Response to carboplatin, a DNA cross-linking agent, is related to the cell's failure to successfully repair and survive the induced DNA damage. This prompted us to examine the utility of CIN-measurements as predictors of carboplatin response, as they can provide genomic evidence of disruption of DDR mechanisms reflected in acquired genome damage. In contrast, the cytotoxic effect of docetaxel is mediated by the stabilisation of normally dynamic microtubule assembly during mitotic cell division, leading to cell death. In agreement with our observations it was, therefore, not anticipated that ‘genomic scars’ of DNA repair deficiency should be selectively associated with docetaxel response.

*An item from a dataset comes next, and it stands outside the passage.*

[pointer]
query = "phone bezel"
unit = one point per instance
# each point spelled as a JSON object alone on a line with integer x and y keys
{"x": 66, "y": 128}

Limitations of this study include the low resolution of the SNP-array platform that was used and the potential confounding factor of selecting a certain biological subset of TNBC. Although the ideal tissue resource for a predictive biomarker study of patients with metastatic/advanced breast carcinoma would be a set of metastatic biopsies, these were not regularly collected at the time of conduct of the TNT trial. There may, therefore, have been selection of DDR-related resistance by DNA damage inducing adjuvant therapy between primary diagnosis and trial entry with advanced disease. Hence, the biology of these recurrent tumours may not be adequately represented by archival primary invasive cancer tissues. Nevertheless, the copy number landscape of these archival primary tumours in the TNT trial did display distinctive CNAs, including known amplifications and losses that are characteristic of TNBCs occurring in patients who develop metastatic disease.

In summary, the somatic genome profiles of these series of TNT trial cases provide an opportunity to explore the molecular features of TNBC and their association with treatment response of metastases to two single-agent chemotherapies with highly distinct mechanisms of action. The finding that intermediate levels of allelic imbalanced CNAs determined by AiCNA and NtAI are selectively predictive of carboplatin responses offers a potential approach to find specific associations to platinum response. Moreover, we found a signal that requires validation in other TNBC cohorts that patients with tumours displaying intermediate CIN scores, as well as those with tumours lacking HLAMP, have differential prediction of response. If our findings are substantiated they may potentially facilitate the prediction of a wider subgroup of TNBC patients who might be selected for platinum-based chemotherapy and support the potential integration of ‘genomic scars’ as a decision tool in clinical practice.